This variable will be a composite score based on each respondent's answers to several questions 

### Questions to include

In order for a question to be considered for inclusion in my **Authoritarianism Index**, it needs to meet the following criteria:
- The question must be directly related to values associated with Authoritarianism
- The question must appear in all waves of the survey included in the model (waves 3-7)
- The response scale for the question must be ordinal in nature

Based on these criteria, I selected the following four questions to be included in the **Authoritarianism Index** variable:
| Question ID | Question Description | Response Scale | Directionality |
|---|---|---|---|
| A042 | "Here is a list of qualities that children can be encouraged to learn at home. Which, if any, do you consider to be especially important? Please choose up to five" (**Obedience**) | 0 (not mentioned) to 1 (important) | Positive |
| E018 | "I'm going to read out a list of various changes in our way of life that might take place in the near future. Please tell me for each one, if it were to happen, whether you think it would be a good thing, a bad thing, or don't you mind?" (**Greater respect for authority**) | 1 (good thing) to 3 (bad thing) | Negative |
| E114 | "I'm going to describe various types of political systems and ask what you think about each as a way of governing this country. For each one, would you say it is a very good, fairly good, fairly bad or very bad way of governing this country?" (**Having a strong leader**) | 1 (very good) to 4 (very bad) | Negative |
| E116 | "I'm going to describe various types of political systems and ask what you think about each as a way of governing this country. For each one, would you say it is a very good, fairly good, fairly bad or very bad way of governing this country?" (**Having the army rule**) | 1 (very good) to 4 (very bad) | Negative |


*Scales determined with reference to https://www.worldvaluessurvey.org/WVSOnline.jsp*

***Note:*** *The directionality of the scales is at times inconsistent. Eg. for question **A042** the value associated with the positive answer is higher, while for the other three questions it is lower. I've noted the directionality of the scales in the above table. I'll need to account for that when engineering my composite variable*

In [None]:
wvs_ts['A042'].value_counts()

In [None]:
wvs_ts['E018'].value_counts()

In [None]:
wvs_ts['E114'].value_counts()

In [None]:
wvs_ts['E116'].value_counts()

### Handling Missing Values

Notice that each variable above has a number of negative values associated with it. Each of these negative numbers corresponds to a different type of **missing data**, which are as follows:
- **-1**: Respondent answered "Don't know" to question
- **-2**: Respondent refused or otherwise provided "No answer" to question
- **-3**: Question "Not applicable". Subject screened out of question by virtue of a response to a filter question
- **-4**: Question was "Not asked in survey"
    - ***Note**: My expectation was that this related to differences in questions asked from one wave of the survey to another. As I specifically chose questions based on whether or not they appeared in all waves, I did not expect to see many of these. The fact that there are still a number of missing values of this type belies that assumption.*
- **-5**: "Missing: other"

I want to draw special attention to type **-1** here. In contrast to the other missing value types, these are not true *missings*, as the respondents in these cases were asked the question and provided an answer of a kind. It is reasonable to read a response of "I don't know" as a neutral response to many of these questions, particularly since respondents are often not offered a **neutral option** as one of the response choices. I'll handle these by creating that **neutral option** at the midpoint, (eg. a four point scale becomes a five point scale with the third option as **neutral**) and assigning items currently coded as **-1** to it. I'll do this as part of a number of adjustments I intend to make to the scales of these variables, in preparation for combining them into my **Authoritarianism Index** variable.

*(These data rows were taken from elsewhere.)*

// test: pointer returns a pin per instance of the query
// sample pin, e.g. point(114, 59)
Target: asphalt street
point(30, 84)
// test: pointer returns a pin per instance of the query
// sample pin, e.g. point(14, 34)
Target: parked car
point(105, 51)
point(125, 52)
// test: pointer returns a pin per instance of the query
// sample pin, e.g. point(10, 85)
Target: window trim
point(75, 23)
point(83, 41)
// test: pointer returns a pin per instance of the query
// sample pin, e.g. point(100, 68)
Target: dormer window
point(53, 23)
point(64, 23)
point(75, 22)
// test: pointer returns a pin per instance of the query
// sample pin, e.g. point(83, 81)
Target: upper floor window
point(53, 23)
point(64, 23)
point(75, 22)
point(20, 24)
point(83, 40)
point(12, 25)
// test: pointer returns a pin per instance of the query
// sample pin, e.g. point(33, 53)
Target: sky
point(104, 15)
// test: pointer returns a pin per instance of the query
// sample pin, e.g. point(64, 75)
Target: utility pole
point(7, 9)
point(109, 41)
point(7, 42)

I considered doing the same for missing value type **-2**, but ultimately decided it could not be justified. Neutrality is one possible explanation for why a respondent might not answer a question. Another might be that the respondent feels ashamed of their opinion, or fears the judgement of the interviewer. There could be many other explanations. With no answer given, there is not enough information to determine the respondent's intent. Values of **-2** will therefore be recoded as NAs along with missing value types **-3**, **-4**, and **-5**.

For the purpose of constructing the **Authoritarianism Index** variable, observations will only be dropped if they have NAs for all four of the component questions. Otherwise, their **Authoritarianism Index** will be calculated using the available responses, and scaled to match the rest of the data.

*Meaning of missing values detailed in **WVS-7 Master Questionnaire 2017-2020 English.pdf**, which can be downloaded from https://www.worldvaluessurvey.org/WVSDocumentationWV7.jsp*

In [None]:
def missing_to_na(var):
    missings = [-2, -3, -4, -5]
    return var.replace(missings, np.nan)

In [None]:
aut_index_comp_qs = ['A042', 'E018', 'E114', 'E116']

for q in aut_index_comp_qs:
    wvs_ts[q] = missing_to_na(wvs_ts[q])

In [None]:
wvs_ts['E018'].value_counts(dropna=False)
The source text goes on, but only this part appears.